Clive Seale’s follow up to earlier research into end of life practice (Hastening death in end-of-life care, Seale, 2009), published this week in Social Science and Medicine, found that over a third of doctors say they have given drugs to terminally ill patients, or withdrawn treatment, knowing that it would or intending to shorten their life.
Seale found, when looking at 3000 deaths, in 211 cases (7.4%), doctors gave drugs or stopped treatment to intentionally hasten the patient’s death. In 825 cases (28.9%), doctors made a decision on treatment that they knew would probably or certainly hasten death. Further to this, one in 10 patients asked their doctor to help them to die.
The research found that a doctors’ religious belief and views on assisted dying impacted on how they treated patients at the end of their life, with doctors who said they were religious or opposed the legalisation of assisted dying being less likely to report that they had acted to hasten a patients’ death.

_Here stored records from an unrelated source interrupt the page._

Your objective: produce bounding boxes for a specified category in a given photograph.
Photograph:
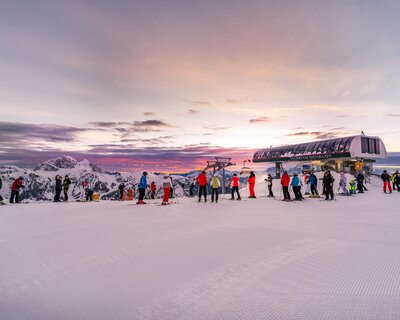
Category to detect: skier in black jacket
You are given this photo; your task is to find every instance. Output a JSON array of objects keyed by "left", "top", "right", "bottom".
[
  {"left": 322, "top": 171, "right": 335, "bottom": 200},
  {"left": 265, "top": 174, "right": 274, "bottom": 198},
  {"left": 54, "top": 175, "right": 62, "bottom": 202},
  {"left": 356, "top": 171, "right": 364, "bottom": 193},
  {"left": 118, "top": 183, "right": 125, "bottom": 200},
  {"left": 63, "top": 175, "right": 71, "bottom": 201},
  {"left": 381, "top": 170, "right": 392, "bottom": 193}
]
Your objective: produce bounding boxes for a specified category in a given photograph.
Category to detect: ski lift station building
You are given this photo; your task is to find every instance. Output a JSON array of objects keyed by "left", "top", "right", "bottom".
[{"left": 253, "top": 135, "right": 387, "bottom": 177}]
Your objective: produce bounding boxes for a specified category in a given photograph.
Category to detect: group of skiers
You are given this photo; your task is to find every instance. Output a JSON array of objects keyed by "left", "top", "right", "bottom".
[
  {"left": 190, "top": 171, "right": 245, "bottom": 203},
  {"left": 118, "top": 171, "right": 173, "bottom": 205},
  {"left": 381, "top": 170, "right": 400, "bottom": 193},
  {"left": 54, "top": 175, "right": 71, "bottom": 202},
  {"left": 276, "top": 170, "right": 367, "bottom": 201},
  {"left": 0, "top": 170, "right": 400, "bottom": 205}
]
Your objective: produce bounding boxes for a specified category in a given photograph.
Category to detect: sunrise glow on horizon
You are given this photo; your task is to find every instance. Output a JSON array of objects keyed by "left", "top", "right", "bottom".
[{"left": 0, "top": 0, "right": 400, "bottom": 172}]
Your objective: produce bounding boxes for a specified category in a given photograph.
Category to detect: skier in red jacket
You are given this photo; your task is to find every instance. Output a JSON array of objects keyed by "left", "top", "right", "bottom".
[
  {"left": 247, "top": 171, "right": 256, "bottom": 198},
  {"left": 196, "top": 171, "right": 208, "bottom": 202},
  {"left": 150, "top": 181, "right": 157, "bottom": 199},
  {"left": 281, "top": 171, "right": 290, "bottom": 201},
  {"left": 10, "top": 177, "right": 24, "bottom": 203},
  {"left": 229, "top": 173, "right": 242, "bottom": 200}
]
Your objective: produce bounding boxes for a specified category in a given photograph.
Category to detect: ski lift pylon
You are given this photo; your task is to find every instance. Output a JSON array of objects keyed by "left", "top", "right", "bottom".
[{"left": 240, "top": 160, "right": 252, "bottom": 175}]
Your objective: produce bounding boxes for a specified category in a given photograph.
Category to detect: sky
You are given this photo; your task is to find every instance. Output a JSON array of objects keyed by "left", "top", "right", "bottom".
[{"left": 0, "top": 0, "right": 400, "bottom": 172}]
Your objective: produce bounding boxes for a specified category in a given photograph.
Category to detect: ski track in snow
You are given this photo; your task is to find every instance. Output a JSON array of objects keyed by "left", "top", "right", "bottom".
[{"left": 0, "top": 179, "right": 400, "bottom": 320}]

Interestingly the research showed that there was no evidence of a ‘slippery slope’ in the practice of continuous deep sedation. The groups of people who are traditionally considered to be vulnerable were no more likely to be sedated than other groups.
This research highlights several areas of concern for Dignity in Dying. The first issue that the Seale research raises is patient choice. At Dignity in Dying we campaign for choice and control at the end of life, the key being that it is the patients’ choice, not the choice of the doctor. The second issue of concern is the existing ethical fudge which permits the refusal of treatment and terminal sedation, but not assisted dying. In some cases, where palliative care cannot be effective, the most compassionate option would be the choice of an assisted death. This would remove the need for a doctor to make life ending decisions on behalf of their patient. We are also deeply concerned that this research indicates that some doctors are putting their own beliefs above the wishes and clinical needs of their patients.
There is a clear need to shine a light on end of life decision making, and we hope that the Government will respond to the many issues that the Seale research highlights, as well as the consultation the DPP is doing on a prosecution policy for those who compassionately assist a loved one to die, by launching a commission into assisted dying and existing end of life practice.